The Anabaptist Story
In 21 January 1525, a dozen or so men slowly trudged through the snow. Quietly but resolutely, singly or in pairs, they came by night to the home of Felix Manz, near the Grossmünster, Switzerland. The chill of the winter wind blowing off the lake did not match the chill of disappointment that gripped the little band that fateful night.
The dramatic events of the unforgettable gathering have been preserved in The Large Chronicle of the Hutterian Brethren. The account bears the earmarks of an eyewitness, who was probably George Blaurock, a priest who had recently come to Zurich from Chur.
And it came to pass that they were together until anxiety came upon them, yes, they were so pressed in their hearts. Thereupon they began to bow their knees to the Most High God in heaven and called upon him as the Informer of Hearts, and they prayed that he would give to them his divine will and that he would show his mercy unto them. For flesh and blood and human forwardness did not drive them, since they well knew what they would have to suffer on account of it.
After the prayer, George of the House of Jacob stood up and besought Conrad Grebel for God’s sake to baptize him with the true Christian baptism upon his faith and knowledge. And when he knelt down with such a request and desire, Conrad baptized him, since at that time there was no ordained minister to perform such work.
After his baptism at the hands of Grebel, Blaurock proceeded to baptize all the others present. The newly baptized then pledged themselves as true disciples of Christ to live lives separated from the world and to teach the gospel and hold the faith.
Anabaptism was born. With this first baptism, the earliest church of the Swiss Brethren was constituted.
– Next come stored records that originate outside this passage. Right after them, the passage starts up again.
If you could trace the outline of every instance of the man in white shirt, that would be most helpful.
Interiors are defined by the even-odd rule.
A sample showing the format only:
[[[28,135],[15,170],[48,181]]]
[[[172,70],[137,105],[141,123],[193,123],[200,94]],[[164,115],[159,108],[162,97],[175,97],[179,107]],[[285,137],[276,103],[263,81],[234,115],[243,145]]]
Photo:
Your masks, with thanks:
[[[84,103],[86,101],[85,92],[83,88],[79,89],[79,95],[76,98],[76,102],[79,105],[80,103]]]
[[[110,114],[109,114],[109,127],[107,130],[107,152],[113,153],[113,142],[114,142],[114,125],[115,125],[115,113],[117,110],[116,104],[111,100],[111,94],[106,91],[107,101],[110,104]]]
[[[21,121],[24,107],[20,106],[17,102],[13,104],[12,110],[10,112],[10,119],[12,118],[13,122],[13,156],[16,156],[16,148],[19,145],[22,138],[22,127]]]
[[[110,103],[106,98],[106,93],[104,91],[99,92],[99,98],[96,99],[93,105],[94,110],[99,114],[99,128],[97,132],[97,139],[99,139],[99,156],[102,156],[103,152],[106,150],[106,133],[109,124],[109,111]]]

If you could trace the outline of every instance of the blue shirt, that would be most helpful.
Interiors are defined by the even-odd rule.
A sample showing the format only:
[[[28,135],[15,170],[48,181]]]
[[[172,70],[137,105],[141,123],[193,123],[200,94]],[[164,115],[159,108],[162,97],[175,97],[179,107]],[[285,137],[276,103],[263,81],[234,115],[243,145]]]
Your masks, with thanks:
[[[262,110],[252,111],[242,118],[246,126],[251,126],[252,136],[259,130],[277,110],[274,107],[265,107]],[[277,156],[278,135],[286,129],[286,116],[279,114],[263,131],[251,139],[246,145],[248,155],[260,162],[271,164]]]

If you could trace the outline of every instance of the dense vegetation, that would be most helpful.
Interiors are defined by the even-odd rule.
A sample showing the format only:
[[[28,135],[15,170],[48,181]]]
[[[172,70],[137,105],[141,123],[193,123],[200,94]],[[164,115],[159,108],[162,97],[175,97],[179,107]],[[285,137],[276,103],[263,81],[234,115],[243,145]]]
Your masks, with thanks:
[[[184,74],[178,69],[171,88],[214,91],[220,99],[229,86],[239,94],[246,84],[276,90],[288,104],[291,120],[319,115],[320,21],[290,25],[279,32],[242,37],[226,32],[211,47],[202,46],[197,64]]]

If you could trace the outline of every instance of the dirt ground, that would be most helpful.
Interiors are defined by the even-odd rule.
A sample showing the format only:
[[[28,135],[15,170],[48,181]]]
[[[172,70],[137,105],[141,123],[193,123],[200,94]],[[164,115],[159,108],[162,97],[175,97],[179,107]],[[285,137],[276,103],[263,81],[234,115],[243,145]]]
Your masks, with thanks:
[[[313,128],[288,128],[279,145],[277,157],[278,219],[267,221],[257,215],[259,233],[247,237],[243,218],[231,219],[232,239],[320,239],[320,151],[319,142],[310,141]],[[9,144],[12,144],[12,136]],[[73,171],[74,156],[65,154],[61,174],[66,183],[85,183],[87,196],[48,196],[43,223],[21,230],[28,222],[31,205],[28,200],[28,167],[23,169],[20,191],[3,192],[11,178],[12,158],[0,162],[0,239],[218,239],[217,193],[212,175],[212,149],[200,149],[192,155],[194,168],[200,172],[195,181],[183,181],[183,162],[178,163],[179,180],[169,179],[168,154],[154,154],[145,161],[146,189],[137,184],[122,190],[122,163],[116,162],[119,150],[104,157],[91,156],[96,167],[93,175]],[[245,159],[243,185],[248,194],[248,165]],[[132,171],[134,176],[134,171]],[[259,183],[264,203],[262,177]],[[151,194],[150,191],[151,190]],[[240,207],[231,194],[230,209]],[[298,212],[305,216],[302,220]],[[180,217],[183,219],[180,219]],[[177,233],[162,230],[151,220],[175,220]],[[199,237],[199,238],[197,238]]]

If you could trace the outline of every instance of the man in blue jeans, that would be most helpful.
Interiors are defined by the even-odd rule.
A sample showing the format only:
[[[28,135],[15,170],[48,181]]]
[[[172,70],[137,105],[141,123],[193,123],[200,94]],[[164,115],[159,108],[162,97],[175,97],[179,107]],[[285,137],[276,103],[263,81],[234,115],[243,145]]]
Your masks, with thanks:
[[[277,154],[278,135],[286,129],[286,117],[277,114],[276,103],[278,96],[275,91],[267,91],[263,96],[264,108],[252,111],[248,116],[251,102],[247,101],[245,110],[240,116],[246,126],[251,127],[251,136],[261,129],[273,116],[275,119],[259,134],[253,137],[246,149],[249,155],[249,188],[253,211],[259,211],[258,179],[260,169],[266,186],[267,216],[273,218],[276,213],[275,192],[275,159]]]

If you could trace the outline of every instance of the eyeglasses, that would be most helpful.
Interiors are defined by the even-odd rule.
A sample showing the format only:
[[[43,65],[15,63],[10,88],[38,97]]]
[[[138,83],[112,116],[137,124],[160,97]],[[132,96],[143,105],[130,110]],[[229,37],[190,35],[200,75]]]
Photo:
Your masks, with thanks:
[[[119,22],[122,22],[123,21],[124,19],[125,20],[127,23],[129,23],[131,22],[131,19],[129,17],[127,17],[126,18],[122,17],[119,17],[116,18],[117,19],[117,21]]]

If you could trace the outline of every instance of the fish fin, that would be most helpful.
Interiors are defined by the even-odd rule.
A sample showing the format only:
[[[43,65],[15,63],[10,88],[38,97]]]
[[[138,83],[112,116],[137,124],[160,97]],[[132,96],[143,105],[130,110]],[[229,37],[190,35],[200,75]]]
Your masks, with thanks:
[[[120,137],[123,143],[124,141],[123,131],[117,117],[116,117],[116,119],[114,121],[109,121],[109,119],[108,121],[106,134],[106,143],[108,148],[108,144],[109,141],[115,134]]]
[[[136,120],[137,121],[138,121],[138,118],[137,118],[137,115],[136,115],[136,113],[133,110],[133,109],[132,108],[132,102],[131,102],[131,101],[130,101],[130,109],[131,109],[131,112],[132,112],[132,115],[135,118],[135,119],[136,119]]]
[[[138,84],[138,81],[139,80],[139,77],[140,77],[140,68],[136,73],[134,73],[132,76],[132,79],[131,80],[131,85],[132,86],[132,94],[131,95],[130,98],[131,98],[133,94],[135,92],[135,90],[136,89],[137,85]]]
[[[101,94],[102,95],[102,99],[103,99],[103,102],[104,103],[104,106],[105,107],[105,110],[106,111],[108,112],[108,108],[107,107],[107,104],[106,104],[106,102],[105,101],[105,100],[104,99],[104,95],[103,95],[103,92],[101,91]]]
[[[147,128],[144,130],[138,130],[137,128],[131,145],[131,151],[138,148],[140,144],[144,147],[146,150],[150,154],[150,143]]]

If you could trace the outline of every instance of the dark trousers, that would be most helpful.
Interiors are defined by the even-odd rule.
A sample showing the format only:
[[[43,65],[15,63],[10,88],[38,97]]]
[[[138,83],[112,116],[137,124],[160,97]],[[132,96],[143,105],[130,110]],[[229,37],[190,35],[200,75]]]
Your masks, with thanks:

This was clearly the most revolutionary act of the Reformation. No other event so completely symbolized the break with Rome. Here, for the first time in the course of the Reformation, a group of Christians dared to form a church after what was conceived to be the New Testament pattern. The Brethren emphasized the absolute necessity of a personal commitment to Christ as essential to salvation and a prerequisite to baptism.